Liberal judges are constantly accused of being “activists”, and I suppose there’s a marginal chance this judge is a liberal, though given the fact that Texas judges have been selected by whackjob Republican Senators for the past 27 years or so, that seems doubtful.

Here’s my question: How does a federal court have jurisdiction to involve itself in this case?

Federal courts have jurisdiction to hear two general categories of cases. The case must involve a “federal question” or there must be diversity of citizenship between the parties (i.e., the plaintiff must be from one state and the defendant from another). In the latter case, the plaintiff must also establish that there is an “amount in controversy” of $75,000.00 or more. It is unlikely that anyone is in a position to claim that he or she will be damaged to the tune of $75,000.00 by the removal of this statue, and it’s hard to see how a citizen of another state would have standing to bring the action in the first place.

How, particularly in the land of state’s rights (I know-state’s rights only applies when it suits their purposes) is the decision of a municipality about statuary a federal issue? What federal statute or right is implicated in the City Council’s decision to remove this statue? If the City of Boston wants to remove the Make Way for Ducklings statue (which, heaven forbid), does it need permission from a federal judge? Could a judge require a city to put up a statue on the petition of a random racist? Let’s turn it around, could a federal judge forbid the erection of a statue proposed by a municipality?

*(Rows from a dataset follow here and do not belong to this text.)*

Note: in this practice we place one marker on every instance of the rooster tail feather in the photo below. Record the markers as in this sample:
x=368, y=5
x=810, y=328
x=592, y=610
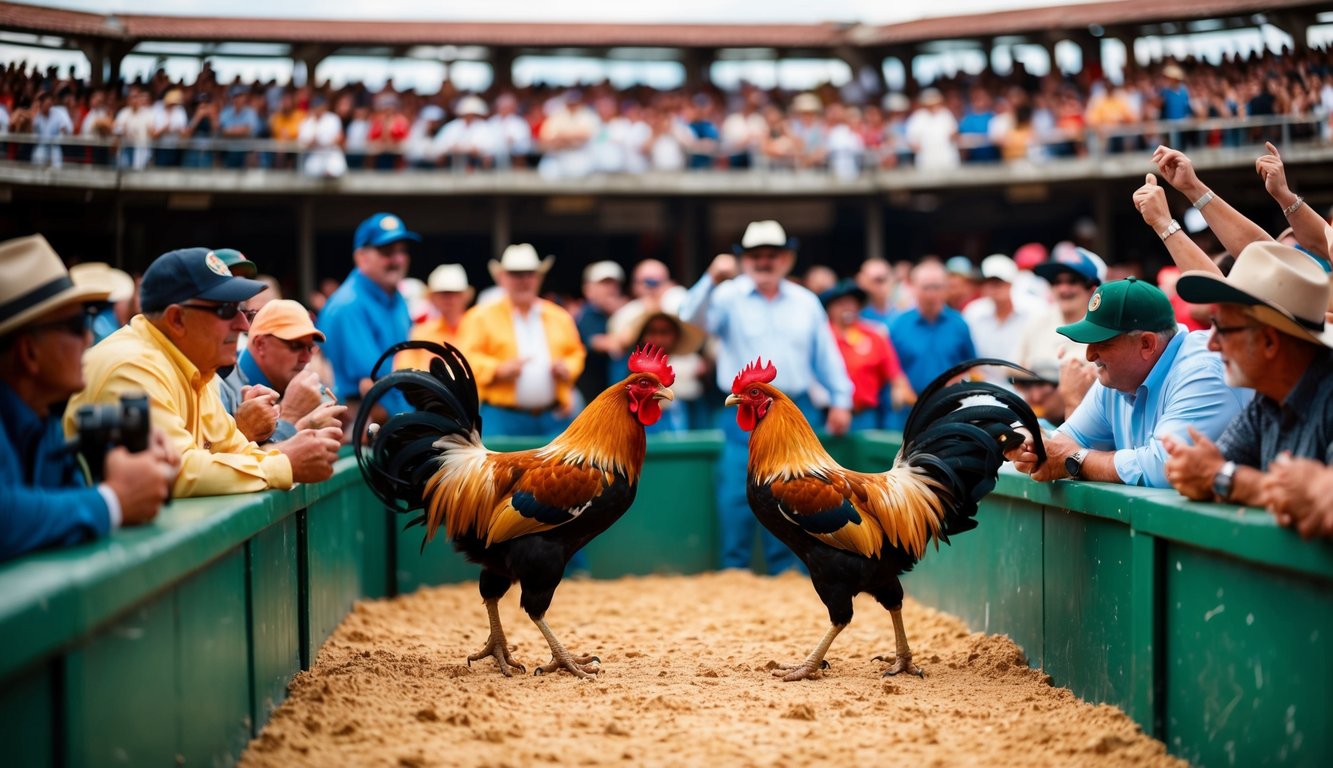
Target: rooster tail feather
x=957, y=436
x=404, y=452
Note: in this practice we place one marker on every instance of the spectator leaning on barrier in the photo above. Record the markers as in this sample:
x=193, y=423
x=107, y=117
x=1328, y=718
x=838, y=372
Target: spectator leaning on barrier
x=277, y=359
x=524, y=351
x=760, y=314
x=1153, y=380
x=188, y=328
x=44, y=496
x=367, y=315
x=1269, y=327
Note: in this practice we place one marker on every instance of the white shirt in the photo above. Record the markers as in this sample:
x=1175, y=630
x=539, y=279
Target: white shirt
x=535, y=388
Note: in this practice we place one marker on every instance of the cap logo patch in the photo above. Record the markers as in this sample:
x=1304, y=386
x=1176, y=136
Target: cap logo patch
x=216, y=266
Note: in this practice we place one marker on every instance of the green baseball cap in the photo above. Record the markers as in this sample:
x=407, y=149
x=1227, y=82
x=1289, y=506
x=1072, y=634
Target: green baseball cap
x=1120, y=307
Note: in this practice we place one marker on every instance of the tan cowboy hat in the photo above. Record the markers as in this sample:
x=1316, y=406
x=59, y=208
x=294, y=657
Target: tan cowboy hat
x=101, y=275
x=33, y=280
x=691, y=336
x=520, y=258
x=1277, y=284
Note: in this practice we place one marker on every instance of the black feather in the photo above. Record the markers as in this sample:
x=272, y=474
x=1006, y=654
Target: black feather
x=403, y=455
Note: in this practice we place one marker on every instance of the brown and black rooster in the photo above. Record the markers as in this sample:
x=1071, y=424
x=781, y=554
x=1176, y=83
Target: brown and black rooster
x=519, y=515
x=856, y=531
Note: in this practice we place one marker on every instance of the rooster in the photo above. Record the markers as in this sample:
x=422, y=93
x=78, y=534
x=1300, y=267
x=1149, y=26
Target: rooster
x=519, y=515
x=855, y=531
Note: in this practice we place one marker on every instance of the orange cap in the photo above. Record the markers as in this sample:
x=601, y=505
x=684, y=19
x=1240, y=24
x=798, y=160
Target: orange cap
x=284, y=319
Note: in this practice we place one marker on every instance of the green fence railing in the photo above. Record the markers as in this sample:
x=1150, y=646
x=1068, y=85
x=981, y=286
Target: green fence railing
x=172, y=643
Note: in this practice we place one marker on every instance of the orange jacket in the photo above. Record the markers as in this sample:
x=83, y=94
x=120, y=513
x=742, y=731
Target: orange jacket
x=487, y=339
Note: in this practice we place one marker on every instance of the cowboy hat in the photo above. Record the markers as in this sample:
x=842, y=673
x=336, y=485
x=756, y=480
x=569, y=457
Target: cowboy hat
x=767, y=234
x=691, y=336
x=520, y=258
x=33, y=282
x=101, y=275
x=1277, y=284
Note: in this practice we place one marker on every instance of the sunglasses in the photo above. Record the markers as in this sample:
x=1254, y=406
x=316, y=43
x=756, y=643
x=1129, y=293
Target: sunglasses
x=297, y=347
x=75, y=326
x=227, y=311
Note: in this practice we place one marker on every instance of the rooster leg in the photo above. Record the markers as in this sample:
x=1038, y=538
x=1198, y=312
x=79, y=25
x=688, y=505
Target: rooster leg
x=813, y=663
x=583, y=667
x=496, y=646
x=903, y=658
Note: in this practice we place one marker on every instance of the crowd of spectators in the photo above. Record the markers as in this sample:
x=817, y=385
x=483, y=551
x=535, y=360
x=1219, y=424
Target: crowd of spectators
x=571, y=132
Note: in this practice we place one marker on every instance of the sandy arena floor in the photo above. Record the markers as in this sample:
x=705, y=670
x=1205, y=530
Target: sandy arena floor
x=685, y=682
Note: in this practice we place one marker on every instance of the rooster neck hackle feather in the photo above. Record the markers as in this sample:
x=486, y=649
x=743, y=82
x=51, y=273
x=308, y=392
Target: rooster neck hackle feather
x=903, y=504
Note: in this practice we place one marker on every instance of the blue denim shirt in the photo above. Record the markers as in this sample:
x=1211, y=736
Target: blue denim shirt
x=1185, y=388
x=44, y=500
x=360, y=322
x=789, y=330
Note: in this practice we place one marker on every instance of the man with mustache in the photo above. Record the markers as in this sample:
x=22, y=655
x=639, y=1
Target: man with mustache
x=367, y=315
x=192, y=314
x=1155, y=382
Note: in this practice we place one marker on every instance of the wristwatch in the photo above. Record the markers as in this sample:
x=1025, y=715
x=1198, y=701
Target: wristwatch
x=1224, y=480
x=1073, y=464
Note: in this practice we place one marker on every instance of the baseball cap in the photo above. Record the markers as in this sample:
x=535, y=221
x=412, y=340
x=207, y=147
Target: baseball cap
x=999, y=267
x=237, y=263
x=1119, y=307
x=192, y=274
x=1075, y=260
x=284, y=319
x=381, y=230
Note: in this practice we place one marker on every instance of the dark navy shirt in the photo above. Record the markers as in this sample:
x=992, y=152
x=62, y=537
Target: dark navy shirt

I can conceive of an argument for an affirmative answer to my last question. Back when a lot of these statues were erected, they symbolized, as they do today, the triumph of Jim Crow and the subversion by local authorities of the U.S. Constitution. Perhaps you could make something of that. But how do you argue that taking down a symbol of hate and repression presents a federal question? Imagine too, the reaction we’d hear from Tucker Carlson and his ilk if a judge ordered the removal of one of these statues If the local authorities refused to do so.

This movement to remove monuments to hate and treason is one of the few hopeful signs of the age of Trump. This activist judge should step aside and let the enlightened people of Dallas do the right thing.

Only one side!

Almost everyone on the left is aware of the “both sides” mentality of the mainstream press. Why, there are some bloggers who specialize in exposing the absurd lengths to which the media will go to insist that “both sides” are equally bad. (I highly recommend driftglass, see one of his many great takedowns of David Brooks here.) You know how it goes. Does the Republican Party cater to racists, and has it done so for the past 40 years? Well, what about the Democrats, who … who, well, who refuse to feel the pain of those racists, or something. There’s always something.

So, this morning I picked up the Boston Globe and read this headline: In age of Trump, politics has become a game with no shame So, naturally, I figured, somewhere in the article we would be assured that both sides are guilty of Trump’s transgressions, which in this case consist of refusing to admit he is wrong or apologize to those he has wronged, regardless of mountains of proof that he is wrong or that an apology is in order. The story documents the fact that lots of Republican politicians throughout the country are following Trump’s lead, and standing by outrageously false claims or outrageous and baseless insults directed at political opponents.

But, guess what?!!!! The article tells it like it is. I looked in vain for even a hint of an assertion that Democrats are doing it too. It’s not there! Could this be the beginning of the end of both siderism, or is this just the work of a new young journalist who has not yet caught on to the rules?